Social networks-based extraction of relationships between concepts. From social content to knowledge

Social data analysis is now one of the most active fields of interest in Data Science. Social data appears in big volumes and can be easily obtained by using download interfaces offered by most social networks. They contain knowledge, but understanding such knowledge is very difficult due to the noisy nature of social content. A significant amount of work has been dedicated so far to entity extraction, i.e. the discovery of new entities from social content; in contrast, less work has been dedicated to the extraction of relationships between entities. The objective of this work is to extract knowledge in the form of relationships between concepts from the plain text of tweets and posts. This work cannot be done for an arbitrary knowledge graph, as extraction methods need a focus; therefore, we apply our approach to three specific domains (fashion, TV series, rugby); however, the method is general and can be replicated to other comparable (i.e., small-size) knowledge domains. In the thesis, we show raw social data extraction from Twitter and Facebook so as to produce simplified texts with identified tokens (hashtags, keywords). Then, such texts are processed using Natural Language Process (NLP) techniques; tweets and posts are transformed into triples "entity1-relationshipship-entity2". From these triples, relationships are collected and classified according to different linguistic techniques. The result of the whole process is a domain description with a classification of relationships, represented with frequency histograms. From the collected results, we are able to create the graphical representation of the domain in terms of classified entities and relationships. The whole process does not make or need any a-priori knowledge of the domain of interest, besides using domain-specific hashtags for knowledge extraction.

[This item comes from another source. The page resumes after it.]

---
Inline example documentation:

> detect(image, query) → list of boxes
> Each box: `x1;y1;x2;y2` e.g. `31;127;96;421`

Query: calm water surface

L’analisi dei dati “sociali” provenienti da Social Networks è uno dei campi di maggiore interesse in Data Science. I dati sociali sono disponibili in enorme quantità e sono abbastanza facili da reperire. I dati sociali sono ricchi di conoscenza e informazioni, ma queste sono difficili da comprendere a causa della natura stessa dei dati. Una notevole mole di lavoro è stata finora dedicata all’estrazione di entità, cioè la scoperta ti nuove entità dal contenuto dei dati sociali. Invece, molto meno lavoro è stato svolto a riguardo dell’estrazione delle relazioni che intercorrono tra entità. L’obbiettivo di questo lavoro è di estrarre conoscenza, nella forma di relazioni tra concetti, dal testo di tweets e posts. Questo procedimento non è applicabile su un qualsiasi grafo di conoscenza, in quanto i metodi di estrazione richiedono una focalizzazione. Di conseguenza, il nostro approccio è stato applicato a tre specifici domini: moda, serie TV e rugby. Il metodo ideato è però generale e può essere replicato in altri domini di conoscenza comparabili (di piccole dimensioni). Nella tesi, partendo da dati sociali “grezzi” estratti da Twitter e Facebook produciamo testi semplificati e modificati con dei termini identificativi (hashtgs, parole chiave). Successivamente, questi testi sono processati con tecniche di Elaborazione del Linguaggio Naturale (NLP in inglese); tweets e posts sono trasformati in triple “entità1- relazione-entità2”. Da queste triple le relazioni vengono poi raccolte e classificate secondo differenti tecniche linguistiche. Il risultato dell’intero processo è una descrizione del dominio con una classificazione delle relazioni, rappresentate con istogrammi di frequenze. Con i sopracitati risultati, è possibile creare una rappresentazione grafica del dominio tramite classi di entità e relazioni. L’intero processo non fa ne richiede alcuna conoscenza a-priori del dominio di interesse, tranne l’utilizzo di termini di ricerca specifici del dominio per l’estrazione dei dati iniziali.